How to use XArray to merge specific netcdf4


Background

I have 2 years worth of netcdf4 files (1 netcdf4 file per day). I have been using X-Array to merge files making them easy to use. All netcdf4 files follow same naming convention "YYYYMMDD_data_Nx.nc4.nc"

Question

However what do I do if I only want to use a subset of subset of my data, for example files between 1/1/2019 and 31/1/2019.

What I've currently got

import xarray as xr

ds = xr.open_dataset('C:\\Users\\FILES\\*.nc')
df = ds
df.to_csv('export.csv', index=True)

Solution

  • Solved

    I've looked at the xarray readthedocs page, saw this blurb in the open_mfdataset page.

    paths (str or sequence) – Either a string glob in the form "path/to/my/files/*.nc" or an explicit list of files to open. Paths can be given as strings or as pathlib Paths. If concatenation along more than one dimension is desired, then paths must be a nested list-of-lists (see manual_combine for details). (A string glob will be expanded to a 1-dimensional list.)

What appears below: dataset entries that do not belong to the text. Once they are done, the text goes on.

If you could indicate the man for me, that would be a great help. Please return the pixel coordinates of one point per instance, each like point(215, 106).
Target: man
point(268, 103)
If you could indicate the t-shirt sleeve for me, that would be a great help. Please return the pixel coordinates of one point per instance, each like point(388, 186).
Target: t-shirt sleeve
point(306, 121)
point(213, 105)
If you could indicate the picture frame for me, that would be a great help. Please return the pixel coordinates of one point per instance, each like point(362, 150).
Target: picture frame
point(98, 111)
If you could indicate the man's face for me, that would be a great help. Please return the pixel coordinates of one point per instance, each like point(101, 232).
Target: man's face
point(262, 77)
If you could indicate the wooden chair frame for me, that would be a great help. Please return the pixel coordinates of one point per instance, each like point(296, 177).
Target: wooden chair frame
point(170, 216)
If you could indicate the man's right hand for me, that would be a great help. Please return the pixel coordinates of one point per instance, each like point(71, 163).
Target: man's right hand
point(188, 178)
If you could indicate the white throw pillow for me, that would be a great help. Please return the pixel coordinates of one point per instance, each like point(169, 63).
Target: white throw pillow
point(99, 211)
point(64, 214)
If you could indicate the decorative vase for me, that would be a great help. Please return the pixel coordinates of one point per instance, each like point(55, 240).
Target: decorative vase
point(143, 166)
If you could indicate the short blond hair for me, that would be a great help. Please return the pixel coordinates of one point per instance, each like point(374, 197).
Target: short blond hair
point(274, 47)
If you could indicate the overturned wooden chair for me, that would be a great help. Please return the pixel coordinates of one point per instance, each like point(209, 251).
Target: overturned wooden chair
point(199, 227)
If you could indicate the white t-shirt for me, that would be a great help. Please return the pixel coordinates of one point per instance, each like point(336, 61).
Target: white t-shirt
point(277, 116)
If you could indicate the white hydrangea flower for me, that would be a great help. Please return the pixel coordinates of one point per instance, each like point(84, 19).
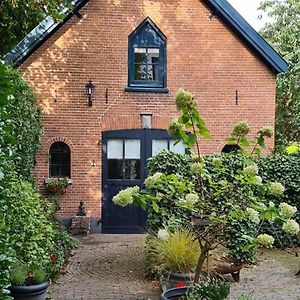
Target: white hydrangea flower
point(291, 227)
point(197, 167)
point(192, 198)
point(159, 196)
point(265, 240)
point(125, 197)
point(258, 180)
point(286, 211)
point(276, 188)
point(150, 181)
point(253, 215)
point(163, 234)
point(251, 170)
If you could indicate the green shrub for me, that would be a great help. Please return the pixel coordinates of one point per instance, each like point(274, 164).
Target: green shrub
point(283, 168)
point(28, 229)
point(18, 274)
point(20, 128)
point(210, 290)
point(179, 252)
point(38, 275)
point(31, 233)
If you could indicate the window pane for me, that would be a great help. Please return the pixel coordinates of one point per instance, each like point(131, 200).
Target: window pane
point(133, 149)
point(153, 56)
point(115, 149)
point(178, 148)
point(153, 72)
point(132, 169)
point(158, 145)
point(115, 169)
point(140, 72)
point(140, 56)
point(59, 160)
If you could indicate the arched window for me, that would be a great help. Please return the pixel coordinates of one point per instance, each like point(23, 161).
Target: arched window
point(147, 59)
point(230, 148)
point(59, 160)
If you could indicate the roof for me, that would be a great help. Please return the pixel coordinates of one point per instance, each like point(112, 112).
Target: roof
point(250, 36)
point(220, 7)
point(34, 39)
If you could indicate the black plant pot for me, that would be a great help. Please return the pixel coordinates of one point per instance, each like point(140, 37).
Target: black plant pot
point(173, 294)
point(177, 280)
point(29, 292)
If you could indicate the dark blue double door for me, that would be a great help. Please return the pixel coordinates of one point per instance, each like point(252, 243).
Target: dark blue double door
point(124, 164)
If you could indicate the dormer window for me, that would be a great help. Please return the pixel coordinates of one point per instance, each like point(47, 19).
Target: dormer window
point(147, 59)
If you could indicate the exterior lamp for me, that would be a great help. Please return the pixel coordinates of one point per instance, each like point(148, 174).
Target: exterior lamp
point(89, 87)
point(146, 120)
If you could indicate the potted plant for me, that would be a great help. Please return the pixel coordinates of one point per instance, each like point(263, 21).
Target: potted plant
point(175, 255)
point(212, 289)
point(28, 283)
point(56, 185)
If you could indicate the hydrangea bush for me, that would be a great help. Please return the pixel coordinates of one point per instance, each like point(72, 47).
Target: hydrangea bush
point(234, 200)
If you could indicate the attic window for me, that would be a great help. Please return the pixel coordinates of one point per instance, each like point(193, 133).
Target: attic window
point(147, 59)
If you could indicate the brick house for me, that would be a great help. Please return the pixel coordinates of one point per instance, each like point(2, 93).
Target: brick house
point(136, 54)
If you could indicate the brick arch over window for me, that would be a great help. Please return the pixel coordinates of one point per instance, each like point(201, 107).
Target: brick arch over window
point(59, 160)
point(58, 139)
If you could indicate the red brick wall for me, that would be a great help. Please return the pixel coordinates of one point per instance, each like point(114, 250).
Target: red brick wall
point(203, 56)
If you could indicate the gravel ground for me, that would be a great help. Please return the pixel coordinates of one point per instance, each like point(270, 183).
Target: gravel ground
point(107, 267)
point(273, 278)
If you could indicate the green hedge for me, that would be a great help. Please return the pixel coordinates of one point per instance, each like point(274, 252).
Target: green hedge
point(20, 127)
point(280, 167)
point(28, 232)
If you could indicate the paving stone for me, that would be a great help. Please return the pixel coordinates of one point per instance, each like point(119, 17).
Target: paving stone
point(106, 267)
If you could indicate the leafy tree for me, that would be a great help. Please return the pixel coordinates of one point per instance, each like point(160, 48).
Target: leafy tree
point(284, 34)
point(20, 126)
point(19, 17)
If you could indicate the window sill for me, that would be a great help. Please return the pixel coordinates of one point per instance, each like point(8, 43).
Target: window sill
point(47, 179)
point(146, 89)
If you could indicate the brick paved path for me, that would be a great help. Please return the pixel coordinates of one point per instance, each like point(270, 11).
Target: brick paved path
point(106, 267)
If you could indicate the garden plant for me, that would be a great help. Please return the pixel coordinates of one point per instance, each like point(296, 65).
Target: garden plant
point(33, 248)
point(227, 191)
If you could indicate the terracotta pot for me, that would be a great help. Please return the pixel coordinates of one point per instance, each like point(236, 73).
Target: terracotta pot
point(177, 280)
point(174, 294)
point(30, 292)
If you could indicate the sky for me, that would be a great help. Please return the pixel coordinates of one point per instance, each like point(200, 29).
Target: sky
point(248, 9)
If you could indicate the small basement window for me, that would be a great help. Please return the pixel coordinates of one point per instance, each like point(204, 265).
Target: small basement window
point(59, 160)
point(147, 59)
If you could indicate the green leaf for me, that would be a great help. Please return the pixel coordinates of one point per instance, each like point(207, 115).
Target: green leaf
point(155, 207)
point(244, 143)
point(191, 140)
point(204, 133)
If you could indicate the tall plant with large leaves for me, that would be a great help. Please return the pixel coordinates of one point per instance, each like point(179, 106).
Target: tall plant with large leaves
point(283, 32)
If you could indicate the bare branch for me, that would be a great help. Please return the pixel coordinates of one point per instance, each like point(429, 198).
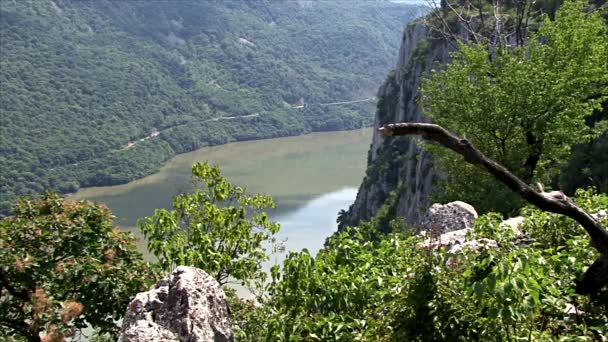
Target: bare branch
point(556, 202)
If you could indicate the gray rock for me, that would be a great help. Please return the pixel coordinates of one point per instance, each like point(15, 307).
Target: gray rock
point(443, 218)
point(187, 305)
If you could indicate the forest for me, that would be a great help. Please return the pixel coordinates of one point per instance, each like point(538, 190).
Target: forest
point(82, 80)
point(64, 266)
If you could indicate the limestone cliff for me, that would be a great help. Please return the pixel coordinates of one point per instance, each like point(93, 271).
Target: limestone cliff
point(400, 176)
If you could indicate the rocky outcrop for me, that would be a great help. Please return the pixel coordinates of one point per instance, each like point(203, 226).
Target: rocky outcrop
point(443, 218)
point(398, 164)
point(448, 226)
point(187, 305)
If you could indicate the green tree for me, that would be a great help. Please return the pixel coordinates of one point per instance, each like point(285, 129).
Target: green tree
point(217, 228)
point(63, 264)
point(523, 106)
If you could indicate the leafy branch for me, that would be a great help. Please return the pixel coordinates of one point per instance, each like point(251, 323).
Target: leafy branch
point(557, 202)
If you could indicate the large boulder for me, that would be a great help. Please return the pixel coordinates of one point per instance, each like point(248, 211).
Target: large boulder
point(443, 218)
point(187, 305)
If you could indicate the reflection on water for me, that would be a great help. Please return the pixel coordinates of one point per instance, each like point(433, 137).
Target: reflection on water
point(309, 225)
point(311, 177)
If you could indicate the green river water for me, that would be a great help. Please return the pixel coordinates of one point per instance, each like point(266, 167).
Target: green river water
point(311, 178)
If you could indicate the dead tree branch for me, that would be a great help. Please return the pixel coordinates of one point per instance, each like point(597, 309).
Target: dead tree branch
point(596, 276)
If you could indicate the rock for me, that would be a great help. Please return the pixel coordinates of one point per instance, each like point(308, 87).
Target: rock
point(443, 218)
point(447, 239)
point(187, 305)
point(474, 245)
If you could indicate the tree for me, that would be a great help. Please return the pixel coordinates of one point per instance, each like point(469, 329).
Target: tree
point(63, 265)
point(523, 106)
point(217, 228)
point(596, 276)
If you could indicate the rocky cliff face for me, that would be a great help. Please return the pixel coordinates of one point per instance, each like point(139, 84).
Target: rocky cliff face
point(399, 176)
point(187, 305)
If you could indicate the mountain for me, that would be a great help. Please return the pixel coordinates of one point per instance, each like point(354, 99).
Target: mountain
point(400, 178)
point(103, 92)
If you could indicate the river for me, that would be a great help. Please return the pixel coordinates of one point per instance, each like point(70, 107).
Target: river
point(311, 178)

    As such I passed through a list

    Updated & Working Code

    import xarray as xr
    from datetime import timedelta, date, datetime
    import pandas as pd
    import numpy as np
    
    
    # **************
    # Date Ranges
    # **************
    def daterange(start_date, end_date):
        for n in range(int((end_date - start_date).days)):
            yield start_date + timedelta(n)
    
    
    # Start & End Date
    start_date = date(2019, 1, 1)
    end_date = date(2019, 1, 31)
    
    # Empty List
    filepath = 'C:\\Users\\USER\\FILES\\'
    filelist = []
    
    # Loop through all MERRA2 files and add the ones we need to the list
    for single_date in daterange(start_date, end_date):
        YYYY = single_date.strftime("%Y")
        MM = single_date.strftime("%m")
        DD = single_date.strftime("%d")
        filename = filepath + YYYY + MM + DD + '_data_Nx.nc'
    
        filelist.append(filename)
    
    # Merge via X-Array and export to csv
    ds = xr.open_mfdataset(filelist, combine='by_coords')
    df = ds.to_dataframe()
    df.to_csv('export.csv', index=True)